By Shubham Batra and Johann M Cherian
(Reuters) -Wall Street's main indexes were set to open lower on Wednesday as Federal Reserve Jerome Powell remained firm in bringing inflation back to 2% target, spurring worries of more monetary tightening.
"Inflation pressures continue to run high, and the process of getting inflation back down to 2% has a long way to go," Powell said in his prepared remarks ahead of his testimony before the House Financial Services Committee at 10 a.m. ET.
Money markets still expect only one rate hike of 25 basis points in July by the U.S. central bank for the rest of the year, according to CMEGroup's Fedwatch tool.
Megacap companies struggled to gain as yields on the 2-year treasury notes, which move in line with interest rate expectations, rose marginally after Powell's comments. [US/]
"I see higher interest rates for a fairly longer period of time perhaps going more than just July," said Robert Pavlik, senior portfolio manager, Dakota Wealth Fairfield.

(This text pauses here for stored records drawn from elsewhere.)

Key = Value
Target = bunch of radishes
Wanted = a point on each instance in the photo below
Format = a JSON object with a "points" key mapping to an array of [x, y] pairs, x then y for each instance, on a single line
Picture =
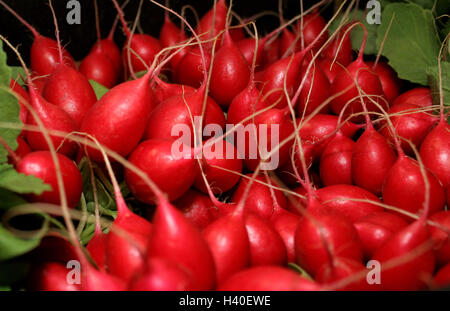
{"points": [[363, 174]]}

"Anybody banking on an interest rate cut in 2023 will be rethinking and pricing that into their models. I don't think that a rate cut is coming in 2023 and anybody that's thinking that is misdirected."
In the previous session, Wall Street's main indexes fell as investors booked profits in the wake of a sustained market rally amid signs of weakening global demand. Still, the benchmark S&P 500 has advanced 14.3% so far this year.
If a U.S. recession becomes more likely, Goldman Sachs said investors should maintain upside exposure to equities by using options to hedge a potential 23% fall in the S&P 500 index.
It holds chances of a recession at 25%, and in that base case, it expects the S&P 500 to rise to 4,500 - about 2.5% higher than current levels.
Among individual movers, FedEx slid 2.9% after the shipping firm reported a decline in quarterly earnings and said global shipping downturn has hurt margins for the sector. Fellow postal operator United Parcel Service slipped 1.2%.
At 8:53 a.m. ET, Dow e-minis were down 91 points, or 0.26%, S&P 500 e-minis were down 13 points, or 0.29%, and Nasdaq 100 e-minis were down 58.75 points, or 0.39%.
Crypto firms, including Coinbase, Riot Platforms, Marathon Digital and Bit Digital, rose between 2.3% and 5%, tracking an uptick in Bitcon prices, which hit highest level in six weeks.
U.S.-listed shares of Chinese electric vehicle (EV) makers Li Auto, Nio Inc and Xpeng Inc added between 1.5% and 2.8% as China unveiled 520 billion yuan ($72.3 billion) worth of tax breaks to boost sales of EVs and other green cars over the next four years.
Adobe added 1.2% after brokerage BMO Capital Markets turned bullish on the stock, citing generative Artificial Intelligence strength.